Braíma

Personal information
- Full name: Braíma Injai
- Date of birth: 6 October 1975 (age 49)
- Place of birth: Bissau, Guinea-Bissau
- Height: 1.83 m (6 ft 0 in)
- Position(s): Midfielder

Youth career
- 1992–1994: Boavista

Senior career*
- Years: Team / Apps / (Gls)
- 1994–1995: Gondomar
- 1995–1996: Torres Novas / 27 / (5)
- 1996–1997: Gondomar / 31 / (3)
- 1997–1998: União Lamas / 31 / (3)
- 1998–1999: Boavista / 0 / (0)
- 1999–2001: Aves / 58 / (4)
- 2001–2002: Leça / 7 / (2)
- 2002–2006: Gil Vicente / 103 / (2)
- 2006–2007: Portimonense / 13 / (0)
- 2007–2008: Olympiakos Nicosia / 13 / (0)
- 2009: 1º Maio
- 2010: Vitória Pico / 11 / (0)
- 2010–2012: Melgacense / 59 / (5)
- 2012–2013: Vianense / 14 / (0)
- Total:  / 367 / (24)

International career
- 1996–2007: Guinea-Bissau / 26 / (4)

= Braíma Injai =

Guinea-Bissauan footballer

Braíma Injai (born 6 October 1975), known as Braíma, is a Guinea Bissauan retired footballer.

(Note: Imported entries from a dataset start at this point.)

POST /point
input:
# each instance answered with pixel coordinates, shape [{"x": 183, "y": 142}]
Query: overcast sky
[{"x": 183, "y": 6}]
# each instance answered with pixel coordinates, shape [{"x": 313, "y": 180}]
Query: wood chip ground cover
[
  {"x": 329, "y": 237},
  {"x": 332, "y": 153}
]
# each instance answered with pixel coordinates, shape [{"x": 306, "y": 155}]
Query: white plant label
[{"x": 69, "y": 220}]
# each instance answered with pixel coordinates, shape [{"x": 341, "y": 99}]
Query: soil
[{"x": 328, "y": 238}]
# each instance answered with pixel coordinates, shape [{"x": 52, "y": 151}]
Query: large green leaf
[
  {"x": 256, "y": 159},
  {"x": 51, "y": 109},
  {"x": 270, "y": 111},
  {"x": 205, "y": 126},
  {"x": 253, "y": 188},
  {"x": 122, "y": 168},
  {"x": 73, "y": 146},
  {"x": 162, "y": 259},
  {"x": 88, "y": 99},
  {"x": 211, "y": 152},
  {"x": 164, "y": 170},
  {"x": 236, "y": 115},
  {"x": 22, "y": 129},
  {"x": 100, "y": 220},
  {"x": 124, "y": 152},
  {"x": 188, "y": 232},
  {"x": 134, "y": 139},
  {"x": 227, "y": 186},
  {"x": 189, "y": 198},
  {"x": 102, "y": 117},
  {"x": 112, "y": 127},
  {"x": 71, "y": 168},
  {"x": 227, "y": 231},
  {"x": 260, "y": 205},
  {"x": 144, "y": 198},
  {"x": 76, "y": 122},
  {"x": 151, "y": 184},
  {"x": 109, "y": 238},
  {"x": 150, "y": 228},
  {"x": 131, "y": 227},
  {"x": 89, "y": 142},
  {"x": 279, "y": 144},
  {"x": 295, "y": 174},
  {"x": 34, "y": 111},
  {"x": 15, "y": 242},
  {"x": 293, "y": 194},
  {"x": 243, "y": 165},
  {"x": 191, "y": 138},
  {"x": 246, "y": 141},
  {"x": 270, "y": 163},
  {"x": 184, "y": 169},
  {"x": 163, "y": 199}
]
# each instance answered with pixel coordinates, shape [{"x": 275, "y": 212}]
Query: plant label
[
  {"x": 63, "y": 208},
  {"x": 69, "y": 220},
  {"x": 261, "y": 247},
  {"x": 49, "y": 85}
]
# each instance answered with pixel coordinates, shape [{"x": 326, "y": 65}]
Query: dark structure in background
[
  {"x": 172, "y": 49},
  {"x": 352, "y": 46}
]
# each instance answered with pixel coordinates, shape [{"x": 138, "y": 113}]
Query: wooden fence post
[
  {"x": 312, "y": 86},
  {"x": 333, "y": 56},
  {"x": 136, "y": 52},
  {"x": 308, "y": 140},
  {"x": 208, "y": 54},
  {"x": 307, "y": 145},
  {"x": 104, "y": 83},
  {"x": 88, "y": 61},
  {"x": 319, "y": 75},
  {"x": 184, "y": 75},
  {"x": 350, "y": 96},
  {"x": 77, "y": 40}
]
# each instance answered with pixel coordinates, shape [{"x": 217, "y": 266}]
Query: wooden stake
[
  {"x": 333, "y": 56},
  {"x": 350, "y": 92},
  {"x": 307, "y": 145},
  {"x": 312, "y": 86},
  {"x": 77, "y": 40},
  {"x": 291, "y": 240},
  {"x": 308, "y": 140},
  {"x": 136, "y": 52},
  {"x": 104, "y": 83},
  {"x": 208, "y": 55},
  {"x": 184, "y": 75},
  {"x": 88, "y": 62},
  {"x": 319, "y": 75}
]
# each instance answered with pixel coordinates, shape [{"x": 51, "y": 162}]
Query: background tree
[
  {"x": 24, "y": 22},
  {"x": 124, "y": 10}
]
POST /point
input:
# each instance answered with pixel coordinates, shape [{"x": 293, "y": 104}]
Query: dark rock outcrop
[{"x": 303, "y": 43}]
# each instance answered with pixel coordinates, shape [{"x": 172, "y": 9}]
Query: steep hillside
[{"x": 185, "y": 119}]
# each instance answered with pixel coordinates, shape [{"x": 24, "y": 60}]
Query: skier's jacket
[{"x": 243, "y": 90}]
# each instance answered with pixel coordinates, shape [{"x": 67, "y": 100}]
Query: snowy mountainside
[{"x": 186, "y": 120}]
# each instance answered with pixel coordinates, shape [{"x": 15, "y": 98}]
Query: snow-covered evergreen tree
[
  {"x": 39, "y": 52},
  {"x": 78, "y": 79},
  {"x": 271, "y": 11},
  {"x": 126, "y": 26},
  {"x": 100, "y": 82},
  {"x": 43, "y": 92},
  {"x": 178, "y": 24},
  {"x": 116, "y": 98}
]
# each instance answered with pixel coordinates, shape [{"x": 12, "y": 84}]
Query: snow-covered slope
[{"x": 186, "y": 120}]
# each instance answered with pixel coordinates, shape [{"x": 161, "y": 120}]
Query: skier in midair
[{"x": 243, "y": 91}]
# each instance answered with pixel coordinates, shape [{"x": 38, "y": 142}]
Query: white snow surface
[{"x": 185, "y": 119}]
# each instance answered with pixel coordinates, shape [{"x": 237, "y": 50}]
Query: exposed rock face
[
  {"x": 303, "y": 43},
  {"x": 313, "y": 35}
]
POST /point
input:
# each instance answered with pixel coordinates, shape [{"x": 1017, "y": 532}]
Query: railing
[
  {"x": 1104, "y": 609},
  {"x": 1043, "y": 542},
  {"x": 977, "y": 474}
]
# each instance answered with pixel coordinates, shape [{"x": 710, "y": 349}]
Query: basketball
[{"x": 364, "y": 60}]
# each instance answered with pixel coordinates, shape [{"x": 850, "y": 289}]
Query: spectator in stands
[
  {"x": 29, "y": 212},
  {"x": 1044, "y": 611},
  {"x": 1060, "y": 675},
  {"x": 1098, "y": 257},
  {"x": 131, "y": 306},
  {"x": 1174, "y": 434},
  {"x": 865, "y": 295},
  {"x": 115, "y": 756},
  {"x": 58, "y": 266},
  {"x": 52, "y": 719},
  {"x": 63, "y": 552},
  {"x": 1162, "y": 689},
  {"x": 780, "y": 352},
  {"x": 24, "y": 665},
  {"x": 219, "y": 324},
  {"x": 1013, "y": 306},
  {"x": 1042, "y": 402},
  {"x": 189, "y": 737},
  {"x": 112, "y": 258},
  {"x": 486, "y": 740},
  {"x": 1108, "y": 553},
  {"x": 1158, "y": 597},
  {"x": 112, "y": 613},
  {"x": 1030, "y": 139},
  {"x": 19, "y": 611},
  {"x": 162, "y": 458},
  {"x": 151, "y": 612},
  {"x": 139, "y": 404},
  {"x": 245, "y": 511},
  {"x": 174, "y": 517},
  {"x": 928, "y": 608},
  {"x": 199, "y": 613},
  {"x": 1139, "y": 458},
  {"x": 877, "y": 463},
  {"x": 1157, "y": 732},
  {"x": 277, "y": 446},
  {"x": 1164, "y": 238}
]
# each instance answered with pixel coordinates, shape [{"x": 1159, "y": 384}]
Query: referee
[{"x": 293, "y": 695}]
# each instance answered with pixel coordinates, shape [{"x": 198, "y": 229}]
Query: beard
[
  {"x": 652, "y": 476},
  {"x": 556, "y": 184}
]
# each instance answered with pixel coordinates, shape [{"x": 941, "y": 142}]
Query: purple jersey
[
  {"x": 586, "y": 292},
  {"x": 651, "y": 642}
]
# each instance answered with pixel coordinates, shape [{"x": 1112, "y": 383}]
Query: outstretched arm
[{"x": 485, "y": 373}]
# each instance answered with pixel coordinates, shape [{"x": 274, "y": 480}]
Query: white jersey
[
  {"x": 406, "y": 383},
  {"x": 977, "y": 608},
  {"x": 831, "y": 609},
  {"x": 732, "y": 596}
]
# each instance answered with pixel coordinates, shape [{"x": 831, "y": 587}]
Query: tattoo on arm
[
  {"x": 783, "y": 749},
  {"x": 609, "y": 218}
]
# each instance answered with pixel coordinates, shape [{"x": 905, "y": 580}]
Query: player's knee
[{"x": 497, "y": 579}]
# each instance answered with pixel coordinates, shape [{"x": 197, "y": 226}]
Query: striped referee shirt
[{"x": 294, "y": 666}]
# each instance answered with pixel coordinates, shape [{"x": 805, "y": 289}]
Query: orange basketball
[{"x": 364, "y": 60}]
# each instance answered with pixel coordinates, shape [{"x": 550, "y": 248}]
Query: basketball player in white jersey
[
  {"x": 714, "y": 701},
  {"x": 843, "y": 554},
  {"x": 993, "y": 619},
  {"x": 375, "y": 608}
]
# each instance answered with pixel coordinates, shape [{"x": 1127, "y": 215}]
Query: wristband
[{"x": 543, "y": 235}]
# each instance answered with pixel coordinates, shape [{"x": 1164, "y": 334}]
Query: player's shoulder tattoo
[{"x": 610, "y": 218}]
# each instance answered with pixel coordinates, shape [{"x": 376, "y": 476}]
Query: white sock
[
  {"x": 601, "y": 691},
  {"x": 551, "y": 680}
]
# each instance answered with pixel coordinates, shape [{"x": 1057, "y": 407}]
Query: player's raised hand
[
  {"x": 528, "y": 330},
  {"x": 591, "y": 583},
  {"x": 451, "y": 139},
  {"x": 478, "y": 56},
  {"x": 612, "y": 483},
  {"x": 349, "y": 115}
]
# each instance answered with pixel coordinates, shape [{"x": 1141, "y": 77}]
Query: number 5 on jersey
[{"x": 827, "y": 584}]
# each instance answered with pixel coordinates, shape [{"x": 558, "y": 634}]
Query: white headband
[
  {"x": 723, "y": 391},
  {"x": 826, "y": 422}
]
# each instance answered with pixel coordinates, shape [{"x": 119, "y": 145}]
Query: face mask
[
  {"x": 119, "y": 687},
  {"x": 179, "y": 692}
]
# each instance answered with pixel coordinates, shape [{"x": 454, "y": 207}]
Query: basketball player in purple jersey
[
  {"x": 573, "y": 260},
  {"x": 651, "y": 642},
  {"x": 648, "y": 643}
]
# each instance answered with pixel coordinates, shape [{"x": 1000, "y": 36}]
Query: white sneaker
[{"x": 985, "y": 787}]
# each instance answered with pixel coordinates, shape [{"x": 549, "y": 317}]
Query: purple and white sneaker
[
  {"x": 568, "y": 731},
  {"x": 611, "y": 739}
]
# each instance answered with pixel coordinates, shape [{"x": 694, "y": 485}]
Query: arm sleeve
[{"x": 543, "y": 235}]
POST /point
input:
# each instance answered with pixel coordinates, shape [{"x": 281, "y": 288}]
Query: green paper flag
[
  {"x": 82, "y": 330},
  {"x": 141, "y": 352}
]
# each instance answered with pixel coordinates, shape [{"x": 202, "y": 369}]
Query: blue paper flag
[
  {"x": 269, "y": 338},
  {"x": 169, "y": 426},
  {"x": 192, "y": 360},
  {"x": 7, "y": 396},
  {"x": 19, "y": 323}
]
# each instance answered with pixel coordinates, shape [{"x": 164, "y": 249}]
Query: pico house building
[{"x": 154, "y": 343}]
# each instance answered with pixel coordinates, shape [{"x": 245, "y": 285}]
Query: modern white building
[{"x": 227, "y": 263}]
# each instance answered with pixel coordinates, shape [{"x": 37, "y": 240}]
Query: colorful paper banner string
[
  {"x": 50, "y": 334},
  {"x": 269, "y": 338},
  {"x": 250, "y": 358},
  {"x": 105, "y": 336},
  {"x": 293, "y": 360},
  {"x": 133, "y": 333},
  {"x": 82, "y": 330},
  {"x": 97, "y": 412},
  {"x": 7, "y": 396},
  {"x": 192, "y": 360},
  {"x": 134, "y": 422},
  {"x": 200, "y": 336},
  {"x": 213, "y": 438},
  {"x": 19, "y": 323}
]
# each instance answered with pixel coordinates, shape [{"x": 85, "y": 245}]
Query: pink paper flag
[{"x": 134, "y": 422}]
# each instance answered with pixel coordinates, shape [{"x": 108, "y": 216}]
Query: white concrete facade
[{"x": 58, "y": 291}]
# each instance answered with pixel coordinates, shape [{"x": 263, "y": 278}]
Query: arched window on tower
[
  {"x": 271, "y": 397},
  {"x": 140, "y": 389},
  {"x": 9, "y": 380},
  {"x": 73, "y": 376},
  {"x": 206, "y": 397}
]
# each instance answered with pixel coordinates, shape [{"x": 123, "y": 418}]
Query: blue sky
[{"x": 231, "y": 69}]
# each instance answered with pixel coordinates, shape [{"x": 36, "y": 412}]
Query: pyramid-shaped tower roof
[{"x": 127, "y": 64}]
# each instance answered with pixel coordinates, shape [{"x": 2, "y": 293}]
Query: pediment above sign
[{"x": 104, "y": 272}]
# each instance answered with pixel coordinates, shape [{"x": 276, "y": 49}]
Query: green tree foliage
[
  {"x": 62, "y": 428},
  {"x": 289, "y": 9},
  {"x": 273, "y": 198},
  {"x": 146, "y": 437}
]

Mainly a defensive midfielder, he also held Portuguese nationality due to the years spent playing in that country.

==Club career==
Born in Bissau, Injai played most of his career in Portugal, mainly for modest clubs, but had a four-year Primeira Liga spell with Gil Vicente FC, being used with regularity. His worst output consisted of 22 matches in the 2002–03 season, in which he started in 18 of those appearances as the Barcelos team finished in eighth position.

In July 2007, after a brief spell in the Portuguese second division with Portimonense SC, Braíma left for Cyprus's Olympiakos Nicosia. In early 2009, he returned to Africa, joining Angolan side Estrela Clube Primeiro de Maio, but went back to Portugal shortly after and resumed his career in amateur football.

==International career==
Braíma was a stalwart for the Guinea-Bissau national team for well over a decade, appearing in many FIFA World Cup qualification series.